Mauricio Stegemann Dieter, professor da Faculdade de Direito da USP, ressalta que Cid teve gravadas as suas tratativas de delação e que o conteúdo oficial sobre a indicação ou não de constrangimento ilegal é obtido nos encontros do militar com a Justiça, não em mensagens privadas. "Qualquer pessoa disposta a fazer uma delação se sente pressionada, senão por que ela faria [um acordo de colaboração]? A pressão é inerente à delação", afirma Dieter.
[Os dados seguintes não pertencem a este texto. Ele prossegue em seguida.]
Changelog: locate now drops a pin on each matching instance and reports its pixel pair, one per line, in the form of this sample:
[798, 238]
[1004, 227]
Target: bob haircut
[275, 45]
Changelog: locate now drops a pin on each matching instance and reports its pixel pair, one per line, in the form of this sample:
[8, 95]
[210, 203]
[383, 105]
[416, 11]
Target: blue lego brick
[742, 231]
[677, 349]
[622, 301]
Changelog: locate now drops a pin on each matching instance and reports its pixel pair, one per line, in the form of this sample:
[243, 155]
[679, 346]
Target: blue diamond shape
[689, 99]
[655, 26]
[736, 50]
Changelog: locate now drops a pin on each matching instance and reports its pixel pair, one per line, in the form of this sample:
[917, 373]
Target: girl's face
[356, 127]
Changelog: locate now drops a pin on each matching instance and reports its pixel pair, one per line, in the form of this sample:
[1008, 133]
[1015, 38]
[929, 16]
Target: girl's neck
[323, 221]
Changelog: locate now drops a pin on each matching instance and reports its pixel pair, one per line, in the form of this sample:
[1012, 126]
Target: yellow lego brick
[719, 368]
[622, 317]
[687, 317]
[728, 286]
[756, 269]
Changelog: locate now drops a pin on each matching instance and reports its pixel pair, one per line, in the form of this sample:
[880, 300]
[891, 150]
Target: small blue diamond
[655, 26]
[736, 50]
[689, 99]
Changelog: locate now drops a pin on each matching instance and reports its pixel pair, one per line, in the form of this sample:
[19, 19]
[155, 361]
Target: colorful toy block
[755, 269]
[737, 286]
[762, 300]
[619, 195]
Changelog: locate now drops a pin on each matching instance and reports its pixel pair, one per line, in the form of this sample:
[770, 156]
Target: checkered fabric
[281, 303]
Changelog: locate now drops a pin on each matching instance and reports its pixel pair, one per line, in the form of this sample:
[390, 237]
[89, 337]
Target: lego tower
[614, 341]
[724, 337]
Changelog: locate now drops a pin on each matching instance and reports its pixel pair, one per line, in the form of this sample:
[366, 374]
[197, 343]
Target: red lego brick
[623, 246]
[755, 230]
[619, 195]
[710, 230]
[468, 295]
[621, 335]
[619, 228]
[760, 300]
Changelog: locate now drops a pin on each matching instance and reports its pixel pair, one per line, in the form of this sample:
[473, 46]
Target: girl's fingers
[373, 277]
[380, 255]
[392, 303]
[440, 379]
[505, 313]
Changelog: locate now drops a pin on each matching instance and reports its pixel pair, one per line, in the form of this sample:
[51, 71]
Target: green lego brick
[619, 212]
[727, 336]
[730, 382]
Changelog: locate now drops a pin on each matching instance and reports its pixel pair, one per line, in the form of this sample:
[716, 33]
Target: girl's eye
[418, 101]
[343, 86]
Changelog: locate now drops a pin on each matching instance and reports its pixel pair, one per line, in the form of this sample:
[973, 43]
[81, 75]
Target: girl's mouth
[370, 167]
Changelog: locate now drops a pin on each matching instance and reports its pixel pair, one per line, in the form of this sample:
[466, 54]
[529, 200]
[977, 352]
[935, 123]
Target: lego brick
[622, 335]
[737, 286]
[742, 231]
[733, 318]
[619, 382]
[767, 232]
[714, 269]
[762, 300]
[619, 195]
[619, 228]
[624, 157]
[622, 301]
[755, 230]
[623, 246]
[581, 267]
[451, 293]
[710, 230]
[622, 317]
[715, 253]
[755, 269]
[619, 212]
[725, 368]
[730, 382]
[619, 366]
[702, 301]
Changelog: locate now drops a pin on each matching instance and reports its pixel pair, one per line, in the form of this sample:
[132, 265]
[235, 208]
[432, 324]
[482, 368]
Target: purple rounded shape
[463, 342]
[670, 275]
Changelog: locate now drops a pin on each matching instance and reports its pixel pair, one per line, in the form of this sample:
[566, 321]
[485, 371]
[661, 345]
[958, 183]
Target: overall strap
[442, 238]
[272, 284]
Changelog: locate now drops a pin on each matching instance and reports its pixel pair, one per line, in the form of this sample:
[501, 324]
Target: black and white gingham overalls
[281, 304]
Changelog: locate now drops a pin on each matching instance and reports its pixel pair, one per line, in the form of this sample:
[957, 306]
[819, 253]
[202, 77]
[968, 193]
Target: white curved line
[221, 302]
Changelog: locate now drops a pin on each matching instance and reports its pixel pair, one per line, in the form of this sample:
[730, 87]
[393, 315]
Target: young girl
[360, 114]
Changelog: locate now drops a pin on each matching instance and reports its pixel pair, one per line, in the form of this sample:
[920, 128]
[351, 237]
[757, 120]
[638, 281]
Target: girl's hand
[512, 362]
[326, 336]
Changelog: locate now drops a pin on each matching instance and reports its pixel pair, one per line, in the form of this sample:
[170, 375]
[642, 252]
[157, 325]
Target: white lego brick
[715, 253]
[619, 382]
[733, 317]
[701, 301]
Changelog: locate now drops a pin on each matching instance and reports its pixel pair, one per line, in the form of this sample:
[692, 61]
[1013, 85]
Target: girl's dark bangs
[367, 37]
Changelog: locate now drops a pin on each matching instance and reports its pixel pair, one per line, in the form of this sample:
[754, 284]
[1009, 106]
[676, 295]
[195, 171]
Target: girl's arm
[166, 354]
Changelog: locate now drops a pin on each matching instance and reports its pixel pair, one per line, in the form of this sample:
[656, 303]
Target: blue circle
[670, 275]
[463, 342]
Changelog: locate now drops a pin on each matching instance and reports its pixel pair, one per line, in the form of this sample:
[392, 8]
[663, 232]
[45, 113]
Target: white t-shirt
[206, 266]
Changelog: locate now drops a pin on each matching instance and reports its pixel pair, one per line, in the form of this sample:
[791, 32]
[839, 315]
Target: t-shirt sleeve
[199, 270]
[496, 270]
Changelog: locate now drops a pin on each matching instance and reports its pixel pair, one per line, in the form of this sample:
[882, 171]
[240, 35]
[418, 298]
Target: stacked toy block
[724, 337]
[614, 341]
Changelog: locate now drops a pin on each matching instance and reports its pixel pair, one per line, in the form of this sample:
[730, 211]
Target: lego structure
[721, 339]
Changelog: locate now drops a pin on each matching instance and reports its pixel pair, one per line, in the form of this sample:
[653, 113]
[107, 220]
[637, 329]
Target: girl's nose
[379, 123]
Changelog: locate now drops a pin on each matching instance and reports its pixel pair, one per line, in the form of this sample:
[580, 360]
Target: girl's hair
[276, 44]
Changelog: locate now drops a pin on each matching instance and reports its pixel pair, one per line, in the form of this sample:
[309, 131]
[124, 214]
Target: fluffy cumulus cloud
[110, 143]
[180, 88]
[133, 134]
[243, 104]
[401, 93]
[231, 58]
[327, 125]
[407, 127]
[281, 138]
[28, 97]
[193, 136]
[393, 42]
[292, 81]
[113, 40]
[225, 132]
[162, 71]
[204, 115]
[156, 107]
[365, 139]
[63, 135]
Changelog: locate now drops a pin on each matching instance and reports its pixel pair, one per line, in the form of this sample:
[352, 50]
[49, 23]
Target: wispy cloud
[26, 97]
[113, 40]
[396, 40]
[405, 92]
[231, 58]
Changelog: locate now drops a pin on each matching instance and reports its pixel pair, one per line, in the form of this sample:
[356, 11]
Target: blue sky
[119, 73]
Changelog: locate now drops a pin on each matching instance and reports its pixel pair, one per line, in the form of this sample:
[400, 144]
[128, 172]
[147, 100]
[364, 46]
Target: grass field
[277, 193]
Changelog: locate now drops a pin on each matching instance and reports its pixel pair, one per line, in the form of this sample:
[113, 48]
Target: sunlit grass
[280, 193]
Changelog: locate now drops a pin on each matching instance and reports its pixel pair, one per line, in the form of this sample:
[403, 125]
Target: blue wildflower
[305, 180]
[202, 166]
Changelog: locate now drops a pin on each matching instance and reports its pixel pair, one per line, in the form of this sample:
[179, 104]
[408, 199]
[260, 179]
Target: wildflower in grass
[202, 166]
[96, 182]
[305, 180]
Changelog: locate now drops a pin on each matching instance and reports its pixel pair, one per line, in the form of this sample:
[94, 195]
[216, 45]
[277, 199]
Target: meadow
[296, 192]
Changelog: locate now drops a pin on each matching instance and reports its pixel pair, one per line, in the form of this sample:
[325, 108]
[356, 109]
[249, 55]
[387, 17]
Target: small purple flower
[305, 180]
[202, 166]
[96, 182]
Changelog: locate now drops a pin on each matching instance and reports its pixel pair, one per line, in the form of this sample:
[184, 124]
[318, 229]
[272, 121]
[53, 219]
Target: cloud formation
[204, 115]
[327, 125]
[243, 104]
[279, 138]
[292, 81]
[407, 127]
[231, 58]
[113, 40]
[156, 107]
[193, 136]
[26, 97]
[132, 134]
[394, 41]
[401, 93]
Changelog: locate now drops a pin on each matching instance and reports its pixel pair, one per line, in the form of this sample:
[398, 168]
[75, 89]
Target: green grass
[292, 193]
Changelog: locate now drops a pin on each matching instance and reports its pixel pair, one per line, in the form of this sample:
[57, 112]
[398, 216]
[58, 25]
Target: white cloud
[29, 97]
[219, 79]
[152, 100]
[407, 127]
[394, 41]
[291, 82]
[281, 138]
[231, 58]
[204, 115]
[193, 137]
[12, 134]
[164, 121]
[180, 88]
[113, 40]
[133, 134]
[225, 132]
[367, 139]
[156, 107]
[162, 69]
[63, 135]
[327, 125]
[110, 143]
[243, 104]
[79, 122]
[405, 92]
Aspectos Legais da Delação Premiada

Jordan Tomazelli, mestre em direito processual pela Ufes (Universidade Federal do Espírito Santo) e autor do livro "O jogo da colaboração premiada", soma ao argumento o fato de que as mensagens divulgadas parecem sinalizar que o militar teve espaço para manter sua versão dos fatos, apesar de falar em pressão. Ele cita como exemplo trecho de conversa em que Cid teria dito que, mesmo direcionado, não usou a palavra "golpe" em seu depoimento.

Para Luísa Walter da Rosa, mestre em direito do Estado pela UFPR (Universidade Federal do Paraná) e autora de livros sobre acordos penais e colaboração premiada, soma-se à improbabilidade de aceitação pela Justiça de pedido a favor de uma anulação o fato de que apenas as partes do acordo, ou seja, o próprio Cid e a Polícia Federal, poderiam questionar a voluntariedade.

Possibilidades Futuras

Já sobre a possibilidade futura de que o acordo caia, a exemplo de episódios ocorridos na Lava Jato, os especialistas citam que o cenário é mais improvável, embora, na opinião de alguns, possa ocorrer a depender de mudanças no tribunal ou no cenário político.

Para Dieter, as regras da colaboração premiada evoluíram desde os acordos firmados na Lava Jato, o que diminuiria essa probabilidade. Ele também destaca que, por estar sendo julgado diretamente pelo Supremo, não haveria no caso possibilidade de recurso a outra instância.